Bahkan dalam hal berperang pun, Alloh membedahnya:
كُتِبَ عَلَيْكُمُ الْقِتَالُ وَهُوَ كُرْهٌ لَكُمْ ۖ وَعَسَىٰ أَنْ تَكْرَهُوا شَيْئًا وَهُوَ خَيْرٌ لَكُمْ ۖ وَعَسَىٰ أَنْ تُحِبُّوا شَيْئًا وَهُوَ شَرٌّ لَكُمْ ۗ وَاللَّهُ يَعْلَمُ وَأَنْتُمْ لَا تَعْلَمُونَ
“Diwajibkan atas kamu berperang, padahal berperang itu adalah sesuatu yang kamu benci...” (QS. Al-Baqoroh [2]: 216)
Ayat ini turun untuk Rosululloh shollallohu ‘alaihi wa sallam dan para sahabat. Al ‘allamah ‘Abdurrohman bin Nashir as-Sa’di dalam tafsirnya Taisir Karimirrohman fit Tafsiri Kalamil Mannan mengatakan, “Sifat sejati seorang mukmin: tidak suka berperang”. Jadi, jika ada orang yang suka perang, berarti dia bermasalah pada keimanannya.

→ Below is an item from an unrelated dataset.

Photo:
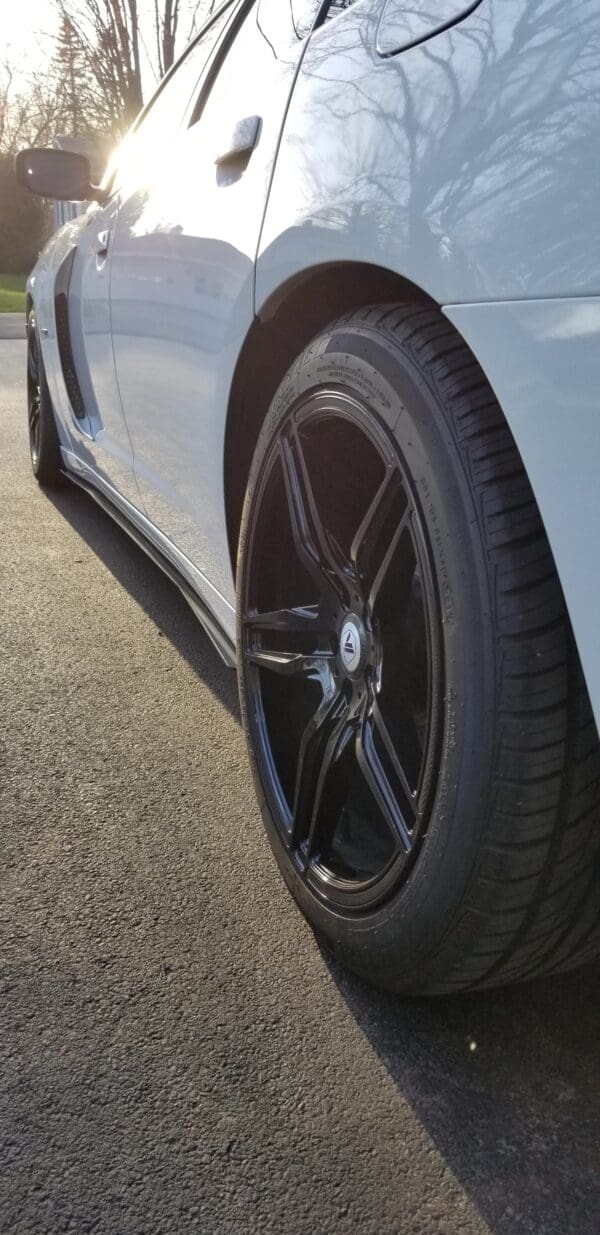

Karena ayat ini turun untuk menegaskan kepada Rosululloh shollallohu ‘alaihi wa sallam dan para sahabat yang imannya paling kuat, imannya paling mulia, iman yang paling indah tentang sifat dasar kaum mukmin yang sejatinya tidak menyukai perang. “Diwajibkan atas kamu berperang, padahal berperang itu adalah sesuatu yang kamu benci.”
Tetapi jika Alloh yang memerintahkan maka ilmu Alloh di atas ilmu kalian (orang mukmin), cinta kepada Alloh harus di atas kebencian kalian kepada perang itu.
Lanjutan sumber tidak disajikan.